Sterling, Bond Yields Tumble on BOE Rate Rise
By Christopher Whittall, Mike Bird and Riva Gold
The British pound slid sharply and bond yield fell after the Bank of England raised interest rates for the first time in over a decade but signaled that further increases aren't imminent.
The BOE's rate-setting committee voted by a margin of seven votes to two to raise its main policy rate from 0.25% to 0.5%, in a widely expected policy shift.
That still triggered a sharp market reaction, with sterling weakening and bond yields falling -- moves that are usually consistent with expectations that the central bank won't rush to raise interest rates further.
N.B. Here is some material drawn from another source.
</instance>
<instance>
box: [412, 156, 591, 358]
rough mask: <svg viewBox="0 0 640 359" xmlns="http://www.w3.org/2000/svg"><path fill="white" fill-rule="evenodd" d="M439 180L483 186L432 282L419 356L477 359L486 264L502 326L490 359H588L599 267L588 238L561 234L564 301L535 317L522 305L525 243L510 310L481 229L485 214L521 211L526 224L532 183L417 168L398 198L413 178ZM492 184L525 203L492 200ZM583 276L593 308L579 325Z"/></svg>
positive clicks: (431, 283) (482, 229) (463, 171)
Despite the symbolic significance of the BOE's rate rise, this will be a very shallow and gradual tightening cycle, said Jeremy Lawson, chief economist at Aberdeen Standard Investments.
The pound was trading down by 1.3% against the euro after the announcement at EUR1.266, returning to lows recorded last week. Against the dollar, sterling was down by 0.9% at $1.313. The yield on 10-year U.K. government debt fell around 0.06 percentage point to 1.288%, according to Tradeweb. Yields fall as prices rise.
The Bank of England didn't include its guidance from September that interest rates may need to rise by more than market participants expect in its statement. It also said that its outlook for inflation and economic activity were broadly similar to its last projections in August.
"Markets seem to be reacting to the fact that the BOE has displayed quite a conservative outlook for the U.K. economy," said Viraj Patel, foreign-exchange strategist at ING Bank.
But he added that he believes that the pound is still more likely to appreciate than fall from here.
"It doesn't seem like they're giving a 'one and done' signal on interest rates," Mr. Patel added. "From my point of view I'll be buying this dip basically."
Currencies typically decline when investors expect interest rates to remain low, as they shift their investments toward those that offer higher yields. Moves in bond yields tend to be heavily linked to short-term interest rates.
The export-heavy FTSE 100 was up 0.6%. Some of the FTSE 100 companies who generate the greatest share of revenues overseas climbed after the announcement as the pound fell, with British American Tobacco up 1.5%, Shire up 1.1% and Standard Chartered up 1.6%.
The FTSE Small Cap index of smaller U.K. companies was flat while the FTSE 250 index edged up just 0.1%, compared with a 0.6% climb for the export-heavy FTSE 100.
Shares of U.K. lenders were mixed following the announcement, with more internationally-focused banks outperforming because of currency benefits and the fact that higher rates ahead tend to boost banks' lending income. Shares of U.K.-focused lenders Royal Bank of Scotland Group and Lloyds Banking Group were down around 1.4% each, while Barclays, HSBC Holdings and Standard Chartered all traded higher.
The gains in British equity indexes ran against the course of falling shares across Europe. The Stoxx Europe 600 was down 0.4% midway through the European session.